The Accessible Canada Act (ACA, 2019) requires federally regulated entities — federal government, banks, telecom, broadcasting, transportation — to identify, remove and prevent accessibility barriers, with the explicit goal of "a Canada without barriers by 2040" and detailed regulations layered on top including the ICT regulations referencing EN 301 549.

Media & Publishing accessibility — the lay of the land

Media organisations face dual obligations: WCAG accessibility for their digital surfaces and CVAA-style captioning rules for video. The EAA explicitly covers "audiovisual media services" and ebooks; streaming platforms operating in the EU must comply by 28 June 2025.

Where ACA bites hardest in media and publishing sites

• Auto-generated captions of poor quality

• Missing audio descriptions for visual content

• Inaccessible paywalls and subscription flows

• Inaccessible ebook formats

• Video players without keyboard control

Remediation priorities

• Video player and captioning

• Article content (semantic structure)

• Paywall, subscription, account flows

• Audio descriptions for video

• Ebook accessibility (EPUB Accessibility 1.1)

How to comply with ACA on a Media & Publishing site

1. Publish an accessibility plan: Every federally regulated entity must publish a multi-year accessibility plan, updated every three years.

2. Establish a feedback mechanism: Accept and respond to accessibility complaints.

3. File progress reports: Annual progress report between plans.

4. Meet technical ICT requirements: Reference EN 301 549 for digital products and services.

Sources

FAQ

Frequently asked questions

Cited answers. Sourced. Updated as standards and case law change.

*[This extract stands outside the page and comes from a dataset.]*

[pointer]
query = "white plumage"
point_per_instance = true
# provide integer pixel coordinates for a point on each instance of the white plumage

  • Does ACA apply to media & publishing websites?

    The Accessible Canada Act (ACA, 2019) requires federally regulated entities — federal government, banks, telecom, broadcasting, transportation — to identify, remove and prevent accessibility barriers, with the explicit goal of "a Canada without barriers by 2040" and detailed regulations layered on top including the ICT regulations referencing EN 301 549.

  • What are the most common ACA failures in media and publishing sites?

    Auto-generated captions of poor quality Missing audio descriptions for visual content Inaccessible paywalls and subscription flows

  • What conformance level should a media & publishing site target?

    WCAG 2.2 Level AA is the consensus target for legal compliance and the level referenced by virtually every national accessibility law.

  • Are auto-captions enough for WCAG compliance?

    Not consistently. WCAG 1.2.2 requires accurate captions. Auto-generated captions typically miss the accuracy bar (industry studies place YouTube auto-caption accuracy at ~70%) and are not considered sufficient by themselves. Human review or hybrid captioning is the standard remediation.

  • What does the CVAA require for online video?

    The 21st Century Communications and Video Accessibility Act requires full-length video programmed for TV and posted online to be captioned within prescribed timeframes. The FCC has issued implementing rules; video without captions can trigger enforcement.